Fri, Feb

PVC: waste no-one wants

PVC: waste no-one wants

As more customers demand that printers take back their used graphics, the issue of how to responsibly dispose of PVC is becoming a real headache. So should the consumables suppliers be doing more to help you?
Your customers are still demanding it so you're still printing on it, but what to do with waste PVC is becoming a mounting issue for wide-format graphics producers. There are plentiful 'greener' alternatives to most PVC-based jobs, that's well established now, but the reality is that PVC is still being used in significant volumes. And the end customer, nowadays well aware of the difficulties in disposing of it in an environmentally acceptable and economic way, is more frequently stipulating that the print producer takes back the used PVC. That's giving the sector a headache, one that many of you believe your consumables suppliers should be helping to alleviate.

Calls for a regional, if not national, waste PVC collection scheme and responsible disposal scheme are getting louder but as yet there's none in place. That's hardly surprising when you consider the complexity of the issue. Suppliers are not deaf to the cries for help, but on the whole prefer to focus on developing 'green' alternatives to PVC - where there's longer term revenue gains - rather than tackle disposal, the need for which is expected to decline as legislation forces the market to move away from PVC use altogether. But keeping customers happy short term is a necessity for suppliers too so there is thought being given to the subject.

"It certainly is a difficult issue that the whole industry should be waking up to and we support the idea of moving towards a collective response. However, there isn't a straightforward solution to this problem," points out Andy Voss, managing director, Madico Graphic Films. "And it raises a number of additional questions that further complicate the issue and highlight the inconvenient truth. Just how PVC should be disposed of is an important concern. Dumping materials like PVC into landfill sites - typically the most widely deployed method of disposal - presents its own problems, but incineration isn't always a viable option either.
"For now, manufacturers and suppliers can strive towards eradicating the issues surrounding hazardous material disposal before they even arise. This means complying to current and future legislation by adopting production processes that eliminate, or reduce as far as possible, substances with a negative environmental impact."

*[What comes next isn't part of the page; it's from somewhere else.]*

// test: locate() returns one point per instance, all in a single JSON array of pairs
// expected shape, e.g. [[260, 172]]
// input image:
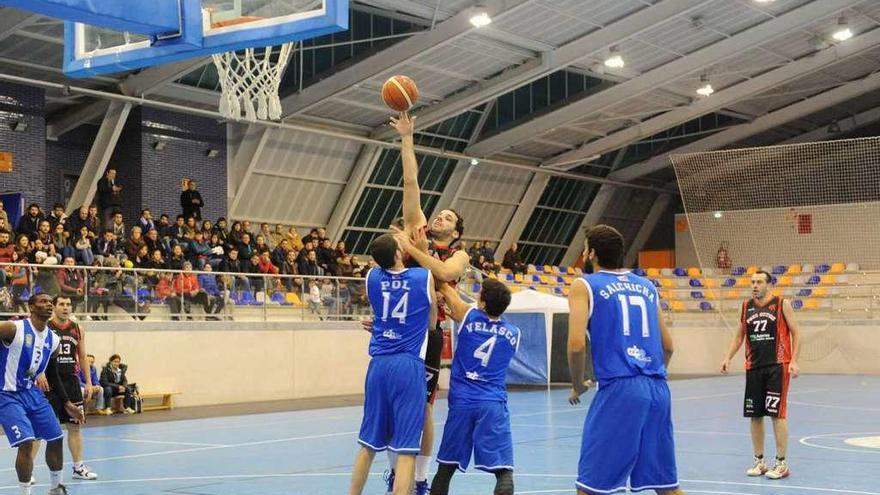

Steve Lister, business development director at Robert Horne Sign and Display, says he's spent the last two years the industry's governing bodies, manufacturers, sign, screen, digital and POS providers as well as end-users to fully understand their requirements of how they can balance being green but also deliver a sound business proposition. One of the most discussed topics has been recycling of the materials that we all use, the most difficult being PVC.

"It's not that PVC is difficult to recycle, it's that the market for collecting and recycling PVC is conspiring against us," he says. "The UK uses over 5m tonnes of plastic each year of which an estimated 19% is currently being recovered or recycled. This figure is expected to increase significantly to over 25% of the all plastics consumed in the UK by 2010. So it makes good competitive, economic and environmental sense to start building a robust environmental and recycling strategy that covers the initial designs, the materials and the manufacturing processes used right throughout the supply chain.

"I can hear the customers saying 'Green is good but I am not going to pay any more for it.' Well in most cases that just isn't viable, there are costs involved with becoming more environmentally friendly. That means they're probably still using PVC. So we have to take a look at what it takes to recycle PVC - which leads onto why getting a 'green' disposal programme off the ground is a problem.

"PVC is an extremely versatile product. Recycled responsibly PVC is no worse than any other plastic. But therein lies a problem for print providers. PVC is manufactured in vast quantities; therefore the costs are low as the economics of manufacturing apply. So PVC substrates are cheap in comparison to a lot of 'greener' alternatives. But, the waste values for waste PVC are low due to the volumes of waste available and the low-grade products which can be re-manufactured from waste PVC. The understanding is that PVC loses a significant amount of its strength the first time it is recycled which immediately limits its demand. Also, unless PVC is segregate into white unprinted and mixed colours and printed waste then it can only be turned into a black product. The waste industry calls this mixed waste 'Jazz' and when recycled will go back to a dark grey colour which then has a one percent master black batch added to make it into a consistent colour. There is a huge over capacity of black product in the market, again lowering PVC waste values which makes it uneconomic to collect and re-manufacture.

John Haines, general manager of print industry waste collection specialist J&G Environmental says it is currently "investigating to see if there any recycling possibilities that may make these materials a viable proposition, both for the printer and for the waste management company. If the results of our investigations are positive it may go some way towards solving the collection problem." We can only hope.